Walter Wittmann: Die No-Bailout-Klausel aus dem Maastricht-Vertrag ist schwerst verletzt worden. Die EU hätte für Griechenland nicht einspringen dürfen. Man hat dabei ein Umgehungsgeschäft gemacht, das ich einen Etikettenschwindel nenne: Als Griechenland im April 2010 pleite war, hat man von der "Euro-Krise" gesprochen, weil von Amerika aus gegen den Euro spekuliert wurde. Faktisch hätte es "Schuldenkrise" heißen müssen. Man hat aber "Euro-Krise" und "Euro-Rettungsschirm" gewählt, und das Ganze läuft auch unter "Rettung des Euros" ab. Der Euro ist aber gar nicht so gefährdet. Deswegen ist das ein Etikettenschwindel, ein Umgehungsgeschäft.
Außerdem wurde auch die EZB politisch gezwungen, marode Staatsanleihen aufzukaufen - was sie aber, verglichen mit den USA, in einem bescheidenen Umfang macht. Und vielleicht setzt sie es auch nicht fort. Das wäre wichtig, denn ansonsten würde das den Euro auf Dauer schwächen.

derStandard.at: Glauben Sie, dass der Euro bleibt?

Wittmann: Eine Euro-Krise gibt es im Grunde gar nicht. Der Euro startete damals bei 85 US-Cent, war also schwächer als der Dollar, und hat sich dann fast verdoppelt auf 1,60. Jetzt ist er über 1,40 US-Dollar - er ist also eine Erfolgsgeschichte, trotz aller Mängel, die er hat. Die Amerikaner sagten in den 1990-er Jahren: "Der Euro kommt nicht." Als er da war, sagten sie: "Er hat keinen Bestand." Und 2010 haben die amerikanischen Agenturen dann Griechenland runtergestuft, und dann sind sie losgezogen auf den Euro in der klaren Absicht, ihn zu vernichten - zugunsten des US-Dollar, der sowieso eine Schrottwährung ist.

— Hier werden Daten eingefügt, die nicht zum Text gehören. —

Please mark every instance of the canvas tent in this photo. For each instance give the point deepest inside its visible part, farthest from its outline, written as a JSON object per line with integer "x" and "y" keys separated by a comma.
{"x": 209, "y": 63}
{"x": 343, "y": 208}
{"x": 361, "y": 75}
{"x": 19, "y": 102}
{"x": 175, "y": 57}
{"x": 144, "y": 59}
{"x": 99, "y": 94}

derStandard.at: Machen Sie sich also um die USA mehr Sorgen?

Wittmann: Ja, bestimmt. Die Amerikaner sollten vor ihrer eigenen Tür wischen, anstatt den Europäern vorzuwerfen, was sie alles falsch machen.

derStandard.at: Zu den aktuellen Entwicklungen in Griechenland: Ist ein "Haircut" sinnvoll?

Wittmann: Ja. Den Griechen ist am meisten geholfen, wenn man einen Schuldenerlass macht, die Fristen erstreckt und die Zinsen reduziert. Das nächste, was kommt - man redet die ganze Zeit davon, auch bei Portugal oder Irland - ist eine Fristverlängerung. Dass also Anleihen, die jetzt fällig sind, nicht gleich zurückgezahlt werden müssen, sondern erst in zehn, zwanzig oder dreißig Jahren, zu niedrigeren Zinsen.

derStandard.at: Es heißt ja, dass die europäischen Banken in die Bredouille kommen, wenn die griechischen Anleihen vielleicht nur zu 80 Prozent zurückgezahlt werden.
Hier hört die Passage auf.